Description: Removing plus infinity from a set does not affect its infimum. (Contributed by Glauco Siliprandi, 2-Jan-2022)

Ref Expression
Assertion infxrpnf2 
|- ( A C_ RR* -> inf ( ( A \ { +oo } ) , RR* , < ) = inf ( A , RR* , < ) )

Proof

Step Hyp Ref Expression
1 ssdifss 
 |-  ( A C_ RR* -> ( A \ { +oo } ) C_ RR* )
2 infxrpnf 
 |-  ( ( A \ { +oo } ) C_ RR* -> inf ( ( ( A \ { +oo } ) u. { +oo } ) , RR* , < ) = inf ( ( A \ { +oo } ) , RR* , < ) )
3 1 2 syl 
 |-  ( A C_ RR* -> inf ( ( ( A \ { +oo } ) u. { +oo } ) , RR* , < ) = inf ( ( A \ { +oo } ) , RR* , < ) )
4 3 adantr 
 |-  ( ( A C_ RR* /\ +oo e.

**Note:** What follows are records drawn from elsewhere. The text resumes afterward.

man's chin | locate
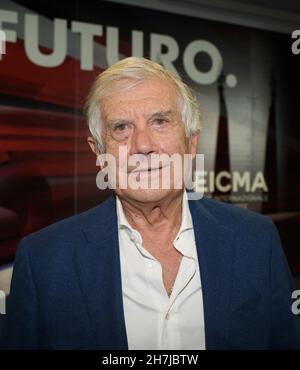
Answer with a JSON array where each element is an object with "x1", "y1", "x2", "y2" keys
[{"x1": 115, "y1": 188, "x2": 183, "y2": 204}]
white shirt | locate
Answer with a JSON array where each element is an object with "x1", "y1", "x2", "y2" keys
[{"x1": 116, "y1": 191, "x2": 206, "y2": 350}]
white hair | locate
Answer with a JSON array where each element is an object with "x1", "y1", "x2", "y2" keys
[{"x1": 84, "y1": 57, "x2": 201, "y2": 153}]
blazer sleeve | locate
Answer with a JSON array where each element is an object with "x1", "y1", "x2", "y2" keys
[
  {"x1": 268, "y1": 222, "x2": 300, "y2": 349},
  {"x1": 0, "y1": 238, "x2": 39, "y2": 349}
]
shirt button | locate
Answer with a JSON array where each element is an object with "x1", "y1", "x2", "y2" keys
[
  {"x1": 165, "y1": 312, "x2": 170, "y2": 320},
  {"x1": 148, "y1": 262, "x2": 154, "y2": 268}
]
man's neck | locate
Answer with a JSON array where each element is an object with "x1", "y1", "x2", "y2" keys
[{"x1": 117, "y1": 190, "x2": 184, "y2": 234}]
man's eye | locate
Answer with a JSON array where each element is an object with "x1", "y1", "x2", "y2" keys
[
  {"x1": 111, "y1": 122, "x2": 132, "y2": 141},
  {"x1": 154, "y1": 118, "x2": 168, "y2": 126},
  {"x1": 114, "y1": 123, "x2": 128, "y2": 131}
]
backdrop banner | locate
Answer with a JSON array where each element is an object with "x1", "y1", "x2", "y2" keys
[{"x1": 0, "y1": 0, "x2": 299, "y2": 275}]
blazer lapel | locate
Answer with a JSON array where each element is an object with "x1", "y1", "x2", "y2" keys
[
  {"x1": 189, "y1": 199, "x2": 236, "y2": 350},
  {"x1": 74, "y1": 195, "x2": 128, "y2": 349}
]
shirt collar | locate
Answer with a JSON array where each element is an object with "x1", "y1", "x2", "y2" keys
[
  {"x1": 176, "y1": 189, "x2": 193, "y2": 236},
  {"x1": 116, "y1": 195, "x2": 133, "y2": 231}
]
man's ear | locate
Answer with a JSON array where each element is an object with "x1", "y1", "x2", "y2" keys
[
  {"x1": 87, "y1": 137, "x2": 101, "y2": 156},
  {"x1": 190, "y1": 131, "x2": 200, "y2": 159}
]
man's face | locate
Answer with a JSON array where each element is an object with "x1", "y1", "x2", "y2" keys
[{"x1": 95, "y1": 77, "x2": 198, "y2": 203}]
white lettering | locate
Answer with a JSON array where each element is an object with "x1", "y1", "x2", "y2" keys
[
  {"x1": 0, "y1": 9, "x2": 17, "y2": 43},
  {"x1": 132, "y1": 30, "x2": 144, "y2": 57},
  {"x1": 72, "y1": 21, "x2": 103, "y2": 70},
  {"x1": 183, "y1": 40, "x2": 222, "y2": 84},
  {"x1": 25, "y1": 15, "x2": 67, "y2": 67},
  {"x1": 106, "y1": 26, "x2": 120, "y2": 66},
  {"x1": 291, "y1": 30, "x2": 300, "y2": 55},
  {"x1": 216, "y1": 171, "x2": 231, "y2": 192},
  {"x1": 0, "y1": 8, "x2": 226, "y2": 87},
  {"x1": 291, "y1": 290, "x2": 300, "y2": 315},
  {"x1": 233, "y1": 171, "x2": 250, "y2": 192},
  {"x1": 0, "y1": 290, "x2": 5, "y2": 315},
  {"x1": 251, "y1": 171, "x2": 268, "y2": 192},
  {"x1": 150, "y1": 33, "x2": 179, "y2": 75}
]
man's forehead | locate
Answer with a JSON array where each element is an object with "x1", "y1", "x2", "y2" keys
[
  {"x1": 101, "y1": 97, "x2": 179, "y2": 120},
  {"x1": 103, "y1": 77, "x2": 177, "y2": 102}
]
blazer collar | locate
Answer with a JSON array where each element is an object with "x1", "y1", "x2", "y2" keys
[
  {"x1": 189, "y1": 198, "x2": 236, "y2": 349},
  {"x1": 74, "y1": 195, "x2": 128, "y2": 349}
]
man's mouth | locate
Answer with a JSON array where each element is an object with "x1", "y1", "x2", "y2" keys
[{"x1": 130, "y1": 166, "x2": 163, "y2": 174}]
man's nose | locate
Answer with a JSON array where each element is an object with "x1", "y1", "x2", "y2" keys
[{"x1": 130, "y1": 127, "x2": 157, "y2": 155}]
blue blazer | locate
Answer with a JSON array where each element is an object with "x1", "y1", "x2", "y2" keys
[{"x1": 1, "y1": 195, "x2": 299, "y2": 349}]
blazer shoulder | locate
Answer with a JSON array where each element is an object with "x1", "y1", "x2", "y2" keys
[
  {"x1": 17, "y1": 195, "x2": 116, "y2": 259},
  {"x1": 195, "y1": 196, "x2": 274, "y2": 234}
]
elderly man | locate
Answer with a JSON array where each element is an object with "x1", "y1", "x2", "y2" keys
[{"x1": 1, "y1": 57, "x2": 299, "y2": 350}]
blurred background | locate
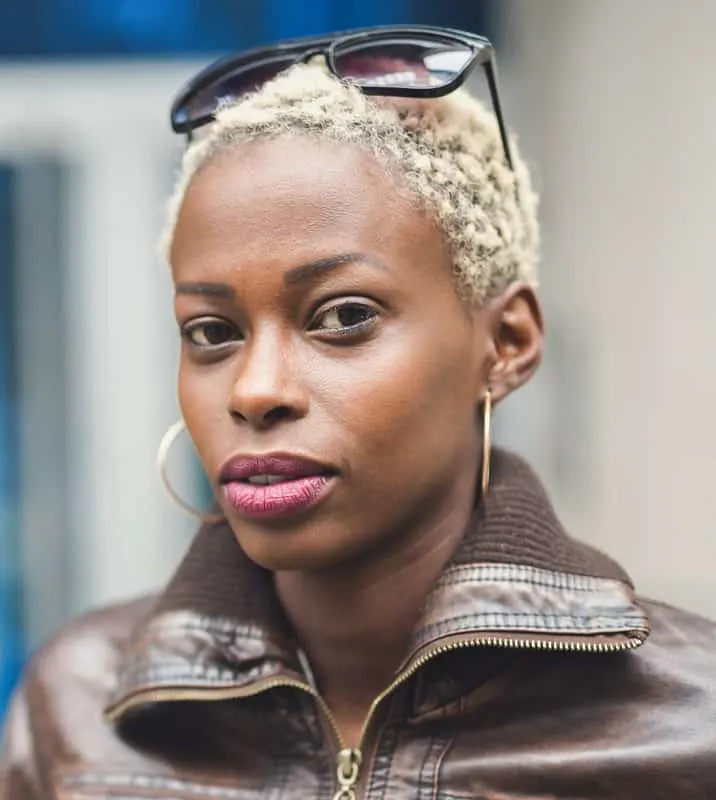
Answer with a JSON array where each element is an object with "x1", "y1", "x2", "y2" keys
[{"x1": 2, "y1": 0, "x2": 716, "y2": 716}]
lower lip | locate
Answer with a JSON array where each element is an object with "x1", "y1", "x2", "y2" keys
[{"x1": 222, "y1": 475, "x2": 334, "y2": 519}]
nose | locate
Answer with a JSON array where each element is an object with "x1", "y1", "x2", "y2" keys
[{"x1": 227, "y1": 328, "x2": 308, "y2": 430}]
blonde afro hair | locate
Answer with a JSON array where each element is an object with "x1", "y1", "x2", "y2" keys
[{"x1": 162, "y1": 63, "x2": 539, "y2": 303}]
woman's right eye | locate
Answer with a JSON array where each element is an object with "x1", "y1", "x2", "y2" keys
[{"x1": 182, "y1": 319, "x2": 239, "y2": 348}]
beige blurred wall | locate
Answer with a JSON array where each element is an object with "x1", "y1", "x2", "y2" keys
[{"x1": 502, "y1": 0, "x2": 716, "y2": 616}]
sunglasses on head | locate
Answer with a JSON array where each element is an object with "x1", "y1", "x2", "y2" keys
[{"x1": 170, "y1": 25, "x2": 513, "y2": 169}]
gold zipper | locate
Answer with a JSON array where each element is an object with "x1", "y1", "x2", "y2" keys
[
  {"x1": 333, "y1": 747, "x2": 363, "y2": 800},
  {"x1": 106, "y1": 628, "x2": 647, "y2": 800},
  {"x1": 104, "y1": 677, "x2": 312, "y2": 724},
  {"x1": 343, "y1": 627, "x2": 648, "y2": 794},
  {"x1": 105, "y1": 675, "x2": 358, "y2": 800}
]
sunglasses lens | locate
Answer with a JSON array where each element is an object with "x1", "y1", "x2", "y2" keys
[
  {"x1": 333, "y1": 39, "x2": 473, "y2": 91},
  {"x1": 174, "y1": 58, "x2": 295, "y2": 130}
]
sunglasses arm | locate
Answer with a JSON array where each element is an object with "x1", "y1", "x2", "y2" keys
[{"x1": 483, "y1": 57, "x2": 514, "y2": 171}]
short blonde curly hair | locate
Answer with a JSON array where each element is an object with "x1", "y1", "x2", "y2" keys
[{"x1": 162, "y1": 63, "x2": 539, "y2": 302}]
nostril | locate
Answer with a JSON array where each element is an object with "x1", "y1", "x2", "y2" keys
[
  {"x1": 229, "y1": 404, "x2": 295, "y2": 427},
  {"x1": 264, "y1": 405, "x2": 293, "y2": 425}
]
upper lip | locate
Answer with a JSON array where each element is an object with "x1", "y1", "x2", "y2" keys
[{"x1": 218, "y1": 452, "x2": 335, "y2": 483}]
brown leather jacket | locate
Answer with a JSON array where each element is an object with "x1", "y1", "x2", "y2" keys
[{"x1": 3, "y1": 451, "x2": 716, "y2": 799}]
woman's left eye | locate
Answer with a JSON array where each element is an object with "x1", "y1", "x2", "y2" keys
[{"x1": 311, "y1": 302, "x2": 378, "y2": 335}]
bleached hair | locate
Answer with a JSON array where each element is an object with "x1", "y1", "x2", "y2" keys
[{"x1": 162, "y1": 63, "x2": 539, "y2": 302}]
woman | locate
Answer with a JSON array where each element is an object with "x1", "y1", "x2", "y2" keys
[{"x1": 2, "y1": 25, "x2": 716, "y2": 800}]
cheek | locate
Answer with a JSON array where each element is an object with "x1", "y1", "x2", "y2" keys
[
  {"x1": 315, "y1": 326, "x2": 480, "y2": 460},
  {"x1": 178, "y1": 364, "x2": 227, "y2": 462}
]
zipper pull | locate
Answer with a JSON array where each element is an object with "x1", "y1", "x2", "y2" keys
[{"x1": 333, "y1": 747, "x2": 362, "y2": 800}]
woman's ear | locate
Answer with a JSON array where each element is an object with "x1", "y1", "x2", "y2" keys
[{"x1": 482, "y1": 282, "x2": 544, "y2": 403}]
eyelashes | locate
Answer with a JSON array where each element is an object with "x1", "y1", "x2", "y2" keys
[
  {"x1": 309, "y1": 301, "x2": 378, "y2": 336},
  {"x1": 182, "y1": 319, "x2": 239, "y2": 347}
]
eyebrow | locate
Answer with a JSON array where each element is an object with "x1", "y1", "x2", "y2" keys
[
  {"x1": 174, "y1": 253, "x2": 387, "y2": 298},
  {"x1": 175, "y1": 282, "x2": 235, "y2": 298},
  {"x1": 283, "y1": 252, "x2": 387, "y2": 286}
]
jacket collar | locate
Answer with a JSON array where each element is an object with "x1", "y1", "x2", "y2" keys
[{"x1": 106, "y1": 449, "x2": 650, "y2": 720}]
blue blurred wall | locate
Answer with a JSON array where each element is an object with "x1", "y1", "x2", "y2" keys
[
  {"x1": 0, "y1": 169, "x2": 22, "y2": 714},
  {"x1": 0, "y1": 0, "x2": 494, "y2": 57}
]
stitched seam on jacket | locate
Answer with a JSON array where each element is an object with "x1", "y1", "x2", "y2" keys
[
  {"x1": 60, "y1": 772, "x2": 252, "y2": 798},
  {"x1": 436, "y1": 564, "x2": 631, "y2": 593},
  {"x1": 418, "y1": 612, "x2": 647, "y2": 640}
]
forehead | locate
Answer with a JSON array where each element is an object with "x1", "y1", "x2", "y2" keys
[{"x1": 170, "y1": 136, "x2": 446, "y2": 276}]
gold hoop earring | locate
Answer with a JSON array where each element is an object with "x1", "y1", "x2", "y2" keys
[
  {"x1": 157, "y1": 419, "x2": 224, "y2": 524},
  {"x1": 481, "y1": 389, "x2": 493, "y2": 496}
]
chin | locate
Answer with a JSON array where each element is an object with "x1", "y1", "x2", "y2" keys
[{"x1": 230, "y1": 525, "x2": 351, "y2": 574}]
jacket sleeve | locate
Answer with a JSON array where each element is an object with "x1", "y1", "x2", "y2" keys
[{"x1": 0, "y1": 675, "x2": 45, "y2": 800}]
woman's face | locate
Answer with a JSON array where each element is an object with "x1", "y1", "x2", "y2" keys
[{"x1": 171, "y1": 136, "x2": 526, "y2": 572}]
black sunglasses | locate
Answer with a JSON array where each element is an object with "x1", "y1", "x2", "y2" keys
[{"x1": 170, "y1": 25, "x2": 513, "y2": 170}]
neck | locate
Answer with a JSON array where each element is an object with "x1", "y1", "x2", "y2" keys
[{"x1": 274, "y1": 469, "x2": 478, "y2": 743}]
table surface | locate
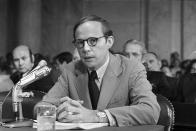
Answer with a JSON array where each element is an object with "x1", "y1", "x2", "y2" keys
[
  {"x1": 0, "y1": 125, "x2": 164, "y2": 131},
  {"x1": 0, "y1": 93, "x2": 164, "y2": 131}
]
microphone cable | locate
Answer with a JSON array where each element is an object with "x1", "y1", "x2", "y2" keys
[{"x1": 0, "y1": 86, "x2": 14, "y2": 126}]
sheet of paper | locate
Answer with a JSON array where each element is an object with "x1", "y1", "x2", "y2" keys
[{"x1": 33, "y1": 120, "x2": 108, "y2": 130}]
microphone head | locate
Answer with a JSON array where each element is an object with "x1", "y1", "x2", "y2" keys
[
  {"x1": 38, "y1": 60, "x2": 47, "y2": 67},
  {"x1": 29, "y1": 60, "x2": 47, "y2": 74}
]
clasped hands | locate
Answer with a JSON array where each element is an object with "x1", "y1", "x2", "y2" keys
[{"x1": 57, "y1": 96, "x2": 98, "y2": 123}]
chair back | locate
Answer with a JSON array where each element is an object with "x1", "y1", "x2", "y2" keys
[{"x1": 157, "y1": 94, "x2": 175, "y2": 131}]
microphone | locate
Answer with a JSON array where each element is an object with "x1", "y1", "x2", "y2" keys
[
  {"x1": 12, "y1": 65, "x2": 51, "y2": 122},
  {"x1": 29, "y1": 60, "x2": 47, "y2": 74},
  {"x1": 12, "y1": 66, "x2": 51, "y2": 103},
  {"x1": 2, "y1": 65, "x2": 51, "y2": 128}
]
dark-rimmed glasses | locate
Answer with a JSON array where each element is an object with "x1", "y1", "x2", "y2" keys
[{"x1": 73, "y1": 36, "x2": 105, "y2": 48}]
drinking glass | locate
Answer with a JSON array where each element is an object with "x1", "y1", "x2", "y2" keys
[
  {"x1": 36, "y1": 104, "x2": 56, "y2": 131},
  {"x1": 0, "y1": 102, "x2": 3, "y2": 123}
]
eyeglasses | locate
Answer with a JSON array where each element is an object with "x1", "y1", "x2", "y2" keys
[{"x1": 73, "y1": 36, "x2": 105, "y2": 48}]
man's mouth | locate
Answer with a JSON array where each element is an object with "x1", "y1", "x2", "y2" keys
[
  {"x1": 19, "y1": 67, "x2": 25, "y2": 71},
  {"x1": 83, "y1": 56, "x2": 94, "y2": 61}
]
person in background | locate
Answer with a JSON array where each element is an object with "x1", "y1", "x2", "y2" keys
[
  {"x1": 142, "y1": 52, "x2": 176, "y2": 100},
  {"x1": 51, "y1": 51, "x2": 73, "y2": 82},
  {"x1": 170, "y1": 52, "x2": 181, "y2": 77},
  {"x1": 122, "y1": 39, "x2": 146, "y2": 62},
  {"x1": 10, "y1": 45, "x2": 54, "y2": 93},
  {"x1": 161, "y1": 59, "x2": 169, "y2": 67},
  {"x1": 176, "y1": 59, "x2": 196, "y2": 102},
  {"x1": 161, "y1": 65, "x2": 173, "y2": 77},
  {"x1": 160, "y1": 59, "x2": 173, "y2": 77},
  {"x1": 36, "y1": 15, "x2": 160, "y2": 126},
  {"x1": 174, "y1": 59, "x2": 191, "y2": 78},
  {"x1": 53, "y1": 52, "x2": 73, "y2": 65},
  {"x1": 6, "y1": 52, "x2": 17, "y2": 75},
  {"x1": 0, "y1": 56, "x2": 14, "y2": 92},
  {"x1": 142, "y1": 52, "x2": 162, "y2": 72},
  {"x1": 188, "y1": 50, "x2": 196, "y2": 60},
  {"x1": 185, "y1": 59, "x2": 196, "y2": 74}
]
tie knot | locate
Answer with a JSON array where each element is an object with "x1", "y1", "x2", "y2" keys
[{"x1": 89, "y1": 70, "x2": 98, "y2": 80}]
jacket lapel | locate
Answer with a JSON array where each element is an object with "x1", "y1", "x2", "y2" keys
[
  {"x1": 97, "y1": 54, "x2": 122, "y2": 110},
  {"x1": 74, "y1": 62, "x2": 92, "y2": 108},
  {"x1": 75, "y1": 73, "x2": 92, "y2": 108}
]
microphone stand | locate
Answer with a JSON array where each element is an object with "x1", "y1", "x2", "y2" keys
[
  {"x1": 12, "y1": 83, "x2": 25, "y2": 121},
  {"x1": 3, "y1": 66, "x2": 51, "y2": 128}
]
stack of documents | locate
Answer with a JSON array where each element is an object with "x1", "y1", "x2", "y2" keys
[{"x1": 33, "y1": 120, "x2": 108, "y2": 130}]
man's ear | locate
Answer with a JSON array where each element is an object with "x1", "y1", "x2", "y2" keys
[
  {"x1": 32, "y1": 54, "x2": 35, "y2": 63},
  {"x1": 158, "y1": 60, "x2": 162, "y2": 69},
  {"x1": 106, "y1": 36, "x2": 114, "y2": 48}
]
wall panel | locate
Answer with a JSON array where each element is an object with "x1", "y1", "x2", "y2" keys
[
  {"x1": 41, "y1": 0, "x2": 83, "y2": 58},
  {"x1": 148, "y1": 0, "x2": 181, "y2": 60},
  {"x1": 0, "y1": 0, "x2": 7, "y2": 56},
  {"x1": 183, "y1": 0, "x2": 196, "y2": 59},
  {"x1": 83, "y1": 0, "x2": 144, "y2": 52}
]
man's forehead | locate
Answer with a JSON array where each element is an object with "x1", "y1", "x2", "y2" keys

A ) -> inf ( ( ( A \ { +oo } ) u. { +oo } ) , RR* , < ) = inf ( ( A \ { +oo } ) , RR* , < ) )
5 difsnid 
 |-  ( +oo e. A -> ( ( A \ { +oo } ) u. { +oo } ) = A )
6 5 infeq1d 
 |-  ( +oo e. A -> inf ( ( ( A \ { +oo } ) u. { +oo } ) , RR* , < ) = inf ( A , RR* , < ) )
7 6 adantl 
 |-  ( ( A C_ RR* /\ +oo e. A ) -> inf ( ( ( A \ { +oo } ) u. { +oo } ) , RR* , < ) = inf ( A , RR* , < ) )
8 4 7 eqtr3d 
 |-  ( ( A C_ RR* /\ +oo e. A ) -> inf ( ( A \ { +oo } ) , RR* , < ) = inf ( A , RR* , < ) )
9 difsn 
 |-  ( -. +oo e. A -> ( A \ { +oo } ) = A )
10 9 infeq1d 
 |-  ( -. +oo e. A -> inf ( ( A \ { +oo } ) , RR* , < ) = inf ( A , RR* , < ) )
11 10 adantl 
 |-  ( ( A C_ RR* /\ -. +oo e. A ) -> inf ( ( A \ { +oo } ) , RR* , < ) = inf ( A , RR* , < ) )
12 8 11 pm2.61dan 
 |-  ( A C_ RR* -> inf ( ( A \ { +oo } ) , RR* , < ) = inf ( A , RR* , < ) )